Our Bathers on the Beach is the product of this long work of maturing, nourished by the artist’s voyages as he traversed Italy, Greece, Morocco, and Egypt. In 1921, Menard was at the height of his art. He had been residing for ten years at Varengeville, a village on the Norman coast which had already attracted Turner, Whistler, Corot, and Renoir. Here he depicts two women bathing – one of his favourite subjects – in a sandy cove at the foot of the cliffs illuminated in a twilight glow. Elegant and gracious in their restrained sensuality; these figures combine the incarnation of harmoniously sculpted bodies with the ideal line of Greek Vestals. They integrate seamlessly into this timeless landscape, and thus construct a timeless image void of any moral or historic connotations.
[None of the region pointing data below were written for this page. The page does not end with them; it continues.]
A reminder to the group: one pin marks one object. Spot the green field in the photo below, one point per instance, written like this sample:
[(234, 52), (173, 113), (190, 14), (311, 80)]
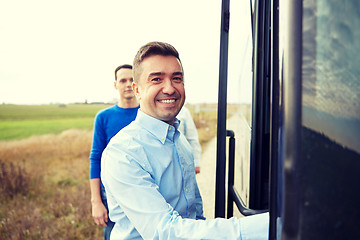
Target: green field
[(22, 121)]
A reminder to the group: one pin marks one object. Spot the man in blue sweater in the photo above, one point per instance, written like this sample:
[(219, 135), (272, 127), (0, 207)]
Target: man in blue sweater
[(107, 123)]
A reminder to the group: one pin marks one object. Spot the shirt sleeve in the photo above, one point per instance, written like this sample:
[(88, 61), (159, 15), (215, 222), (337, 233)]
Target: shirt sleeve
[(134, 190), (98, 146)]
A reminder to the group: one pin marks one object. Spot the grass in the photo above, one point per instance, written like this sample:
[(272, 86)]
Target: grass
[(21, 121), (44, 190)]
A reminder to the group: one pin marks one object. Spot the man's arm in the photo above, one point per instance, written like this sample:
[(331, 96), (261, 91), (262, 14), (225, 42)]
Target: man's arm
[(99, 212)]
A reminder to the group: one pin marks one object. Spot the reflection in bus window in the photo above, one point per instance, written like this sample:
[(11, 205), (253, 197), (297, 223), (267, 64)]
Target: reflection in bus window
[(240, 91)]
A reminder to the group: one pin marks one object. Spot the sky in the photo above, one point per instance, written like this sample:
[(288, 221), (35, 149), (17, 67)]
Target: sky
[(66, 51)]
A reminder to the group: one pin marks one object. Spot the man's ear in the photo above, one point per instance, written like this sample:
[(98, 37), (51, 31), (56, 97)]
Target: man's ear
[(136, 90)]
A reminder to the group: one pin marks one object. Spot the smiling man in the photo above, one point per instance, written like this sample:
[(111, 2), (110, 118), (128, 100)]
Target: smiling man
[(148, 167)]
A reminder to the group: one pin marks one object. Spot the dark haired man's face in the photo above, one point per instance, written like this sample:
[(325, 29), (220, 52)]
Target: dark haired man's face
[(160, 88), (123, 83)]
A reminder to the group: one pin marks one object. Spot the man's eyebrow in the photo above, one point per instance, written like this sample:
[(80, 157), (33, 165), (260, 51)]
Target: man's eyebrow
[(153, 74), (178, 73)]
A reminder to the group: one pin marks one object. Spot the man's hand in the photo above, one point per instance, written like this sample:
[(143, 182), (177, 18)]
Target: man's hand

Menard prepared his oils by means of a thin, sometimes mat, oil of turpentine grisaille. The often visible support toned the surface and reinforced the dominant golden ochre. The artist liked to paint changes in light. The late afternoon rosy and orange harmonies make the modeling of the flesh sublime. The strand in the foreground is handled with a lively, almost rushed brushstroke which seems to be a means to bring out the subtle handling of the water and cloudy sky so characteristic of the painter’s style.

As was his custom, Menard reworked this composition several times. The closest version, a less finished oil on pasteboard (Millon Sale, June 19th, 2006, n° 357,) is probably preparatory to our painting. In the Oise Museum (MUDO) and the Pau Museum, can be found Bathers who are in diurnal atmospheres and more meridional landscapes.

Our picture was presented at the Salon des Beaux-Arts in 1921 under the number 799, and then later in Brussels, where Menard exhibited several times after having been elected to the Academy of Fine Arts in 1925.